Self-consistency on multiLLM

Given a reflection chain, multiple LLMs can be used to ensure consistency between different LLMs, improving the accuracy of the final result. Initially, the same reflection chain is passed to multiple different LLMs (GPT4, PaLM2, etc.). Then, the quorum is determined, in this example via GPT4 as a quorum evaluator, but can be programmed using other methodologies.

The code is available on this GitHub.

Self-consistency best practice

There method self-consistency involves three steps. First, prompt a language model using the CoT prompt, then replace the “greedy decoding” (1-Best) in the CoT prompt with sampling from the language model’s decoder to generate a diverse set of reasoning paths, and finally, marginalize the reasoning paths and aggregate by choosing the most consistent answer from the final answer set.

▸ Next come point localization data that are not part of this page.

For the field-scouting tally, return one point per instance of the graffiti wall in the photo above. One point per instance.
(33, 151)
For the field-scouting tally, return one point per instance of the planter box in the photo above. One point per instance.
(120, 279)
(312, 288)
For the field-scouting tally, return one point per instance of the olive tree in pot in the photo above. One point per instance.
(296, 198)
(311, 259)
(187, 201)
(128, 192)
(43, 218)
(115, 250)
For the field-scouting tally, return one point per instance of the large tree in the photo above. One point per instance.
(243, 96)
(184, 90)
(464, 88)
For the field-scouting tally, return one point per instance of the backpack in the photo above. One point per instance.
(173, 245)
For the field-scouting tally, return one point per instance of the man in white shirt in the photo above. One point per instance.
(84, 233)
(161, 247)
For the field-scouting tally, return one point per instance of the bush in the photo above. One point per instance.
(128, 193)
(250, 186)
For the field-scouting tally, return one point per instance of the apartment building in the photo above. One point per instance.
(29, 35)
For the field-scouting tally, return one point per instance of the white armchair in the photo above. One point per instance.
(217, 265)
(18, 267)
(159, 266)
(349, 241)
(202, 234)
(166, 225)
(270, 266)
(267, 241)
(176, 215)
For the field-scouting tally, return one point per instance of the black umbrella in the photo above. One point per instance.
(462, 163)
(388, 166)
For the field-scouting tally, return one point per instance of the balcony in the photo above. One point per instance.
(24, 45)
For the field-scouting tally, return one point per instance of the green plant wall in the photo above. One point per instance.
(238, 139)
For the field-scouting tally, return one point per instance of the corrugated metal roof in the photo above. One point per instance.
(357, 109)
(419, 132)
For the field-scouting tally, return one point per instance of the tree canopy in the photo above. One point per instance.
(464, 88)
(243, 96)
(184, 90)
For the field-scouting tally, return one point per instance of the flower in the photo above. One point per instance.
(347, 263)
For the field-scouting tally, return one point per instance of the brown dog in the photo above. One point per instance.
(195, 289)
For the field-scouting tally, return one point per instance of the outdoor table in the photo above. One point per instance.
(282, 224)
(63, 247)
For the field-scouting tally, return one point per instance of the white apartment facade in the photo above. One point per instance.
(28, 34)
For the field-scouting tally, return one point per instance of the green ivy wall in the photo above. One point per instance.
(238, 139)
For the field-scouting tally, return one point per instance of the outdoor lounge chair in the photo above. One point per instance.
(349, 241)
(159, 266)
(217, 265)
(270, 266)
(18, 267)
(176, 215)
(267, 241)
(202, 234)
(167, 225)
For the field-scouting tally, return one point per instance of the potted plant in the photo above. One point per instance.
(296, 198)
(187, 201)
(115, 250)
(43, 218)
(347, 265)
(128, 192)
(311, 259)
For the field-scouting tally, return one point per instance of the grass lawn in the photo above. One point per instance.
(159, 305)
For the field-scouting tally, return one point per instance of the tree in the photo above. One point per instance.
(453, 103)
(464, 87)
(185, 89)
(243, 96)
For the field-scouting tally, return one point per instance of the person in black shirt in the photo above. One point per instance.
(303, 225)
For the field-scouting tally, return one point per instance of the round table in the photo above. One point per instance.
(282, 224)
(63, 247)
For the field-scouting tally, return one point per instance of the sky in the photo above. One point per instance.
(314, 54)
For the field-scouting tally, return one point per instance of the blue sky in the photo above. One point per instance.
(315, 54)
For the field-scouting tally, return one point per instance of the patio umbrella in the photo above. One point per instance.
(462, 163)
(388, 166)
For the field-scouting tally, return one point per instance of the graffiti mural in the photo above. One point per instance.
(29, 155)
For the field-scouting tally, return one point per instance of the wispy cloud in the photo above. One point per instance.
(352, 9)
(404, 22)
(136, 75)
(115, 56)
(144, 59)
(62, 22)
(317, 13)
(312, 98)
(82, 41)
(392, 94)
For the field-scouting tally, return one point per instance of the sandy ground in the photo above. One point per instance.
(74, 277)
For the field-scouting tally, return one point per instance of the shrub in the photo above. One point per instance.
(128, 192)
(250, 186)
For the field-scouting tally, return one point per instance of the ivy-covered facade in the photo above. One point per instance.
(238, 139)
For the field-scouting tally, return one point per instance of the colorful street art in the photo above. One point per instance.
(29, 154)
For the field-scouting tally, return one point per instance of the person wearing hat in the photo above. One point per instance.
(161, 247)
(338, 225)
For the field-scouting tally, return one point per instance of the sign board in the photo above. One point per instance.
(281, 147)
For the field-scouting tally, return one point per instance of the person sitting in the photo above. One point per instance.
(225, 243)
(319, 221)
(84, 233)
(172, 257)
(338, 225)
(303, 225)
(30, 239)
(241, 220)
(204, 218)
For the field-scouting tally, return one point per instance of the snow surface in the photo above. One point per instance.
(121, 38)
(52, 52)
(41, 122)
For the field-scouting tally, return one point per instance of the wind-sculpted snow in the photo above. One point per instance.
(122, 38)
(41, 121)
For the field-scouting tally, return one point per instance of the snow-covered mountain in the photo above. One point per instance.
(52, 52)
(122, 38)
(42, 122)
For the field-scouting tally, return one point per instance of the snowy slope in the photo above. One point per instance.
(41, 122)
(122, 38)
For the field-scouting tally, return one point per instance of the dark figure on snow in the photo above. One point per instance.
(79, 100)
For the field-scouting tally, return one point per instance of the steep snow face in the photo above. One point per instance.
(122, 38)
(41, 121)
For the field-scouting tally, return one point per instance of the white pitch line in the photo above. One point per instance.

It is worth noting that self-consistency can be seamlessly integrated into most sampling algorithms, including but not limited to temperature sampling, top-k sampling, and kernel sampling.

However, such an operation may require invoking the model API to tune these hyperparameters. In light of this, an alternative approach might be to allow the model to generate results using a variety of reasoning paths, and then generate a diverse set of candidate reasoning paths.

The answer demonstrating the highest degree of consistency between the different reasoning trajectories is then more likely to represent the correct solution. Self-consistency improves performance in arithmetic, commonsense, and symbolic reasoning tasks. Moreover, in practice, self-consistency can be combined with other techniques to further improve model performance. Combining self-consistency with a discriminator-guided multi-stage reasoning approach has been found to significantly improve the model's reasoning capabilities.